• Victor Bolles

On Diversity


I just finished Scott E. Page’s insightful book, The Difference (Princeton University Press, 2007). The book outlines the benefits that can be derived by utilizing diversity as a tool to improve performance and discover better solutions.

Prof. Page eschews the typical progressive insistence that we have a moral obligation that our institutions reflect the diverse nature of the country. Rather he shows that diverse ways of thinking can provide better solutions, improve designs, help companies make more money and other institutions to function more efficiently. If true, we would not have to rely on government imposed quotas to force compliance to government-defined levels of diversity. We would instead be motivated by market forces to use diversity to improve our performance.

Prof. Page uses the analogy of a diversity toolbox that is made up of diverse perspectives, different heuristics (rules of thumb), different interpretations and diverse predictive models. The analogy reminded me of Barney in Mission Impossible (the TV show not the movie). Barney always had the right tool for the job, whatever the job was and however outlandish the required tool might be. In order to find the best tool for the job, you might just happen to already have the right one. But if you want to make sure you have the right one, you need a very big toolbox with lots of tools (like Barney). Most people have a limited set of tools (we’re only human after all). Prof. Page asserts that similar people have similar toolboxes but a diverse group of people will have different toolboxes with a wide variety of tools. Most of the tools may be inappropriate (perhaps wildly so) but there is a chance that you will discover the best tool for the job.

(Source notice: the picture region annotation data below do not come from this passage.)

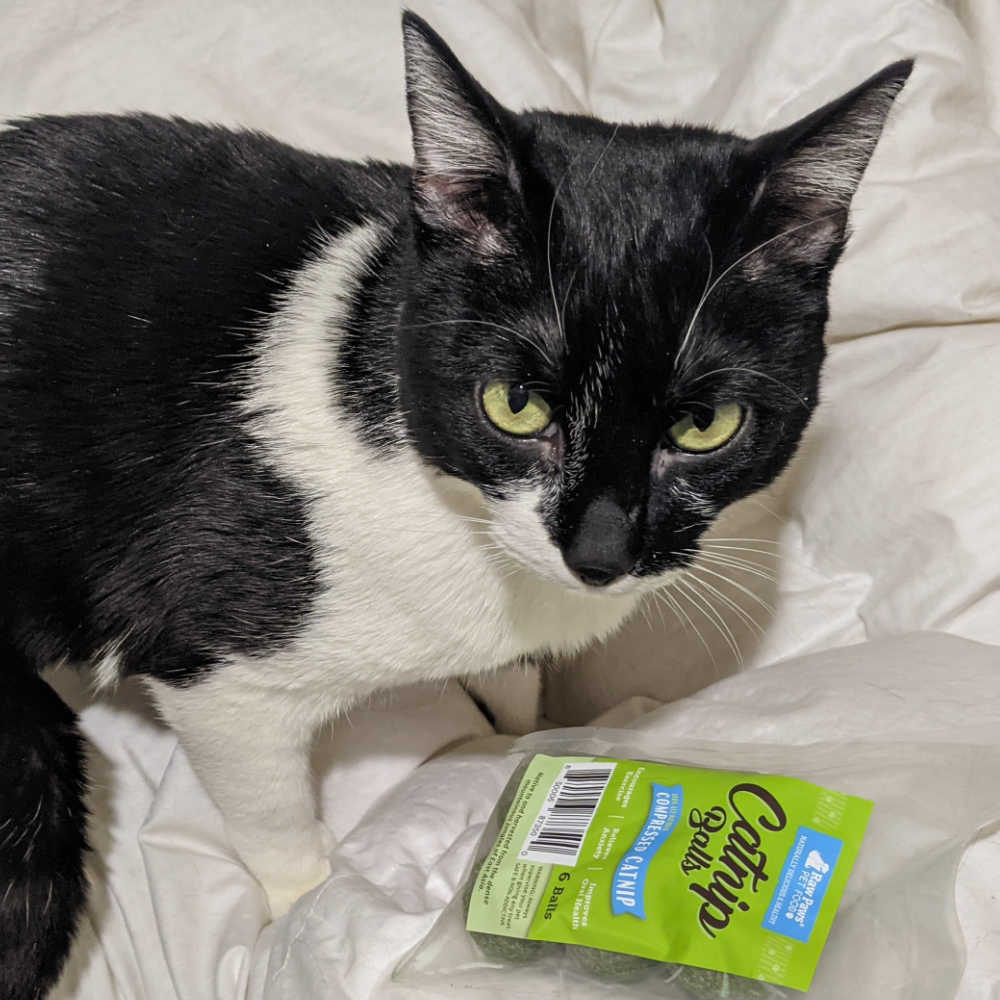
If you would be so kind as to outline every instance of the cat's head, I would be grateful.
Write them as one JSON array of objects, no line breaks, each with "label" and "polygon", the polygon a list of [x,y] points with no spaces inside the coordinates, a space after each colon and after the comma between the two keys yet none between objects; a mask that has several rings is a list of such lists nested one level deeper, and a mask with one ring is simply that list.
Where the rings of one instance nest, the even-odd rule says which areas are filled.
[{"label": "cat's head", "polygon": [[403,29],[409,434],[481,490],[508,557],[648,589],[795,451],[851,198],[912,64],[748,140],[517,114]]}]

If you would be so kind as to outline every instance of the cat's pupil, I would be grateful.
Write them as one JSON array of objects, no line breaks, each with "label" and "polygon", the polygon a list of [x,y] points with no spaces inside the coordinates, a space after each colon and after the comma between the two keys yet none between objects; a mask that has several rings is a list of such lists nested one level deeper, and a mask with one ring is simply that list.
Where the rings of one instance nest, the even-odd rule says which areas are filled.
[{"label": "cat's pupil", "polygon": [[712,421],[714,420],[715,410],[710,406],[699,407],[691,414],[691,423],[702,432],[707,431],[712,426]]},{"label": "cat's pupil", "polygon": [[512,385],[507,390],[507,405],[511,413],[520,413],[528,405],[531,393],[523,385]]}]

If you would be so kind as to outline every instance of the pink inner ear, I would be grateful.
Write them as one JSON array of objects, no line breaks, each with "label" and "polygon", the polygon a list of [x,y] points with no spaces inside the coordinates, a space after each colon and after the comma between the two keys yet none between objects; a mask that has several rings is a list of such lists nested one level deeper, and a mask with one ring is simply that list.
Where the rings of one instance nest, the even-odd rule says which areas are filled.
[{"label": "pink inner ear", "polygon": [[485,210],[482,178],[418,173],[416,188],[418,209],[428,225],[454,233],[482,253],[509,249]]}]

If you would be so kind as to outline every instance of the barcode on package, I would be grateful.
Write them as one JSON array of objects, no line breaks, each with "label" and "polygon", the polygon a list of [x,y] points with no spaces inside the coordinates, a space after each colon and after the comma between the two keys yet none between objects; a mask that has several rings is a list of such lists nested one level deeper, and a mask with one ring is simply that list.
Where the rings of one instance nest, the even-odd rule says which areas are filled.
[{"label": "barcode on package", "polygon": [[563,765],[518,858],[570,868],[575,865],[614,770],[614,764],[589,761]]}]

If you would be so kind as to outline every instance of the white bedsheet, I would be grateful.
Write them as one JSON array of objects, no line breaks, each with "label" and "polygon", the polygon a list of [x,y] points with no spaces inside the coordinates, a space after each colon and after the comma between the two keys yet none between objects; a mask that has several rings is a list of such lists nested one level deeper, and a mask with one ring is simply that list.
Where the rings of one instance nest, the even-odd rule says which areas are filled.
[{"label": "white bedsheet", "polygon": [[[747,573],[737,582],[753,597],[725,590],[764,627],[755,638],[727,612],[759,669],[646,724],[677,737],[711,725],[789,743],[817,733],[1000,743],[1000,5],[413,6],[512,106],[751,133],[917,56],[835,276],[824,405],[793,470],[761,498],[767,509],[745,503],[715,532],[782,543],[775,583]],[[3,118],[135,108],[337,154],[409,155],[389,0],[35,0],[5,5],[0,28]],[[638,710],[733,673],[720,631],[688,612],[711,656],[653,609],[554,678],[550,715]],[[774,665],[807,653],[818,658]],[[59,683],[87,701],[73,678]],[[346,837],[335,878],[268,927],[214,808],[136,695],[127,687],[84,709],[98,888],[60,1000],[389,996],[388,970],[454,889],[499,781],[481,757],[419,766],[469,737],[487,742],[467,754],[498,752],[465,695],[397,694],[338,730],[323,784],[326,819]],[[362,863],[373,843],[378,871]],[[1000,1000],[998,889],[994,835],[960,878],[961,1000]]]}]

Prof. Page further asserts that diversity is not only additive but that it was superadditive. In other words, 1 + 1 does not equal 2 but 4 or 12. Diversity not only provides a good solution but also opens up the possibility of even better solutions that build on the original solution.

Prof. Page goes through a lot of statistics and thought experiments to prove his thesis although it is intuitively obvious that he is on the right track. If so, what a wonderful diverse world we would have. Diversity appears to work when we have a consensus of the goal to be achieved. But people have different preferences and some of these preferences he defines as fundamental. People with fundamental differences may not agree on the goal to be achieved. Diverse toolboxes cannot bridge this gap. This is not necessarily all bad. Sometimes the diverse preferences can lead to fundamental change. Change is essential in the evolution of our civilization. However, sometimes diverse preferences cannot be overcome in which case we must go our separate ways.

When I read this book, I immediately thought of Adam Smith’s “invisible hand”, a supposed mysterious force that determines prices and production levels derived from the self-interested actions of many people. The millions of economic transactions of millions of diverse people across the country are the driving forces of the American free market economic system. Diversity not only drives the economy, it provides the superadditive of innovation that drives economic growth. America has always been one of the most diverse countries in the world that allows (once we overcame slavery and segregation) a wide variety of people to participate in the economy.

Prof. Page’s examination of diversity provides proof of why the American principles of personal liberty, free markets and democracy have created the freest, most powerful country in the world. Other economic and political systems limit diversity. Socialism, fascism, single-party dictatorship, monarchy all limit free expression and diversity. People who believe in these political systems have a fundamental preference that is not compatible with American principles. While immigration has been a great benefit to American diversity, some recent immigrants may have belief systems that are not compatible with American principles.

If preference differences are fundamental, Prof. Pages recommends compromise but compromise will result in a sub-optimal result for both sides. And in a truly diverse society it will be impossible to accommodate all the fundamental preference differences of all the various groups within society. Some fundamental preferences can be incorporated (same–sex marriage has gone from pariah to acceptable in a few short years – from 57% against in 2001 to 55% in favor in 2016 according to the Pew Research Center), some can’t (religious preferences in violation of the First Amendment such as the death penalty for apostasy).

One would think that the Founding Fathers had read Difference. American principles and the American Social Contract are clearly in line with the concept of diversity discussed in Prof. Page’s book. It is not our principles but our faulty implementation that has created societal problems. Hopefully, my book on restoring the American Social Contract, Principled Policy, is a step in the right direction.